The budget was passed by the Belfast Assembly by 67 votes to 31 after amendments proposed by the Ulster Unionists and the nationalist SDLP were defeated after seven hours of debate on Wednesday.
The budget vote was carried with the support of DUP, Sinn Fein and Alliance votes.
Controversial spending cuts on foot of a reduction in the British annual subvention will now be implemented across the North.
The two Ulster Unionist ministers in the Six Executive, Michael McGimpsey and Danny Kennedy voted against the budget, while the SDLP minister Alex Attwood abstained. The move laid them open to charges of neglecting their duties under the terms of the 1998 Good Friday Agreement and a possible move to expel them from office.

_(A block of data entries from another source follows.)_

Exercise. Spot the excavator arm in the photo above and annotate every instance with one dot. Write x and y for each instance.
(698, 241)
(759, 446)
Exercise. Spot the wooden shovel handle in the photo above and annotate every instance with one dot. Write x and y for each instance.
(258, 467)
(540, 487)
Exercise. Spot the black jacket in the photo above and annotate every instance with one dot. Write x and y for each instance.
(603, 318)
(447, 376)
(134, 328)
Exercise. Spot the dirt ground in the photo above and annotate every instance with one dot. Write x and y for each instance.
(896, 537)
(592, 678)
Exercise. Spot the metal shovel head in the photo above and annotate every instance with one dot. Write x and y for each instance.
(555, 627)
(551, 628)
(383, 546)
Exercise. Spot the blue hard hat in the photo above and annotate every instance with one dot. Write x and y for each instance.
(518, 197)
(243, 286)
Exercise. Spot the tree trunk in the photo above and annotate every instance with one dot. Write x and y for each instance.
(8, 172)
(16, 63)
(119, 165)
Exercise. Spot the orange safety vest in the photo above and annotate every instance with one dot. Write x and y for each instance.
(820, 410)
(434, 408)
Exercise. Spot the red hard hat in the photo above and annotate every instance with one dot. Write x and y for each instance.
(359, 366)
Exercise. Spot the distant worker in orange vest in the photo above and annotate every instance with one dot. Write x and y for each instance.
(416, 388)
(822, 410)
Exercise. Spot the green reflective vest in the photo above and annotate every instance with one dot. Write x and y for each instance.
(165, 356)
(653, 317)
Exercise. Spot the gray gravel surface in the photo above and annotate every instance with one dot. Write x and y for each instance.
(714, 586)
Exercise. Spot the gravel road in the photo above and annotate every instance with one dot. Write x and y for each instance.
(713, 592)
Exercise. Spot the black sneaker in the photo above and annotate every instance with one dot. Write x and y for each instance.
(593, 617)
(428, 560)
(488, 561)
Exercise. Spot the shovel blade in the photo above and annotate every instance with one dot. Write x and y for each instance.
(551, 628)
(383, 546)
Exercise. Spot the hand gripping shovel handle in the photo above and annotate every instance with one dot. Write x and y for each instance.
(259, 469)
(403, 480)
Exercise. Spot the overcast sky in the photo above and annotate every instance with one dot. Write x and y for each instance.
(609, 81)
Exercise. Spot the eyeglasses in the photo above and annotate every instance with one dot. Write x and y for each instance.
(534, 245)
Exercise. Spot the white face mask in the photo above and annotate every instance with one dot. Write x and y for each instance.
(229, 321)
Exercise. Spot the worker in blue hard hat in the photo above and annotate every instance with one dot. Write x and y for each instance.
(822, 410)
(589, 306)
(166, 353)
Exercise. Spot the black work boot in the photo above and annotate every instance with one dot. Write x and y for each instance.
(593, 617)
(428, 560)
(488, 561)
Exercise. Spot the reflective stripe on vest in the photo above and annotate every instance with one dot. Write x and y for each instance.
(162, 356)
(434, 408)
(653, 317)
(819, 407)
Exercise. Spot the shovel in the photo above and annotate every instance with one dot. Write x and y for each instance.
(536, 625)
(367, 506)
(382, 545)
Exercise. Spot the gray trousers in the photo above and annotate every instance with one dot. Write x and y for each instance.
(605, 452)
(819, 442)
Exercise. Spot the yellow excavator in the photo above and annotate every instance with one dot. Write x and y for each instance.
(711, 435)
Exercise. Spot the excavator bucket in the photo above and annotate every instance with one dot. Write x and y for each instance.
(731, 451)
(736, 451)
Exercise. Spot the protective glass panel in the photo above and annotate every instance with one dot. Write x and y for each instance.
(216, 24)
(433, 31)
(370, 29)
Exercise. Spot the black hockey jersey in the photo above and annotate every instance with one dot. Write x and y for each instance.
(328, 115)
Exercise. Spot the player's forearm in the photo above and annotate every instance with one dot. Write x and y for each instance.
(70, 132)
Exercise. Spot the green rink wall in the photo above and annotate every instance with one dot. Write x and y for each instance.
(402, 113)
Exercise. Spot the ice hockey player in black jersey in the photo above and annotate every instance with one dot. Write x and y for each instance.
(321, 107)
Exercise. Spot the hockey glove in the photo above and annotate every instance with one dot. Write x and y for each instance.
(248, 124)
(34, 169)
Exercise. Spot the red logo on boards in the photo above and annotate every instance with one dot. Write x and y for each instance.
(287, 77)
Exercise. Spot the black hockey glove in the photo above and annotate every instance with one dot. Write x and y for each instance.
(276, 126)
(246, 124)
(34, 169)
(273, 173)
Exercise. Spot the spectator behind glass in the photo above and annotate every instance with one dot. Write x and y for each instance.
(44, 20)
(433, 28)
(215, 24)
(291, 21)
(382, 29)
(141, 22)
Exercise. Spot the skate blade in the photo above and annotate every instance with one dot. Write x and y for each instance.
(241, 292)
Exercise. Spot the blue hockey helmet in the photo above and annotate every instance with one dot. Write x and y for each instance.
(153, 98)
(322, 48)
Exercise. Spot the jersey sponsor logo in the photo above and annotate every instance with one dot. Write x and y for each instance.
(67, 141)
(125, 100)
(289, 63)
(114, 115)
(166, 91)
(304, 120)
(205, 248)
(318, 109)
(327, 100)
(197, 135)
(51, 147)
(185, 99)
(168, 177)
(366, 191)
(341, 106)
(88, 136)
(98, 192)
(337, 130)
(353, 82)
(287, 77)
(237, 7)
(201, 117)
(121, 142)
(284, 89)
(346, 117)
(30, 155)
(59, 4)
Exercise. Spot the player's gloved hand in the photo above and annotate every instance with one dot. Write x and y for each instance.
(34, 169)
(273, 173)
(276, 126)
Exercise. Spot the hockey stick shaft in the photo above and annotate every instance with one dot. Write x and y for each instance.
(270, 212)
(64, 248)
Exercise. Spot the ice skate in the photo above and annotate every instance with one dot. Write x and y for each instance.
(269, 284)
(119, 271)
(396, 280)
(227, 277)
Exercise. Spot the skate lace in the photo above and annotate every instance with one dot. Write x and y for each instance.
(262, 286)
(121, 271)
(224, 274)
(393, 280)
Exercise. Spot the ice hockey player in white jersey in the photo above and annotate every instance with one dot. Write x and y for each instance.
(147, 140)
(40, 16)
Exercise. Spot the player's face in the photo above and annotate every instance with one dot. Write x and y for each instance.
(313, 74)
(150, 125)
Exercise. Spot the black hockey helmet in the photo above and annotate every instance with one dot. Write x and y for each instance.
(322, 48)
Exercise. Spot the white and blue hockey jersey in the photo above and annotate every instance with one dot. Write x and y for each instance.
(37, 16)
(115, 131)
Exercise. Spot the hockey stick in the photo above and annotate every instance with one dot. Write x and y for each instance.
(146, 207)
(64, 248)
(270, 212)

With an election due on May 5, the move is considered highly unlikely.
The DUP and Sinn Fein accused their respective rivals of posturing over the inevitable cutbacks.
After a long and angry debate, the DUP First Minister Peter Robinson said: “No-one can doubt the enormous scale of the cuts imposed upon Northern Ireland by the Tory-led government at Westminster.
“All parties recognise that the [subvention cuts] have to be managed and we have tried insofar as is possible to protect public services and build for the future economic recovery in the Budget passed by the Assembly.
“Under the terms of the budget settlement, we have recognised the importance of health by ring-fencing health spending,” he continued, but again attacked one of his Executive colleagues.
He said that failure of Michael McGimpsey, the UUP Health Minister, “to look for savings in his Department” had resulted in him having to “send in a team to do he job”.
Sinn Fein Deputy First Minister, Martin McGuinness, meanwhile accused the SDLP of being “weak-kneed” at Westminster, and also blamed the Ulster Unionists for failing to tackle the government led by its former allies in the Conservative Party.
“I have not heard any demands from Ulster Unionist Party leader Tom Elliott for a meeting with David Cameron,” he said. “If you consider what has happened, I have not heard him challenge David Cameron.”
Mr McGuinness also said SDLP leader Margaret Ritchie had described Britain’s drastic cuts in funding for the North’s public services as being “well short of expectations”.
He added: “For Margaret Ritchie to make such a weak-kneed response in the House of Commons clearly shows the SDLP are non-entities at Westminster.”
Mr McGuinness criticised all three ‘dissident’ ministers, but said of the actions of [the SDLP’s] Alex Attwood in neither voting for or against the proposals: “In the final analysis, it turned out that Alex didn’t have the courage of the Ulster Unionist Party’s convictions.”
He added: “I think that some parties have lost focus. The backdrop to this was the British government cutting the block grant and walking away from their commitments.”
Mr McGuinness said pressure would continue to be put on the government to adhere to agreements made with the previous Labour administration not to impose the cuts, and he said the UUP and the SDLP should support that effort.
“I think that the dishonest politics of some do absolutely nothing to deal with the reality that the cuts that have been imposed on us have actually come from multi-millionaires in London who haven’t got the foggiest notion of what life is like for working class people here in the north.
“I think the lack of focus does them a disservice, because rather than fighting with one another, what we need to see is all the parties working together. And if we are going to fight with anybody, fight with this British government over the reneging by this government of an agreement.”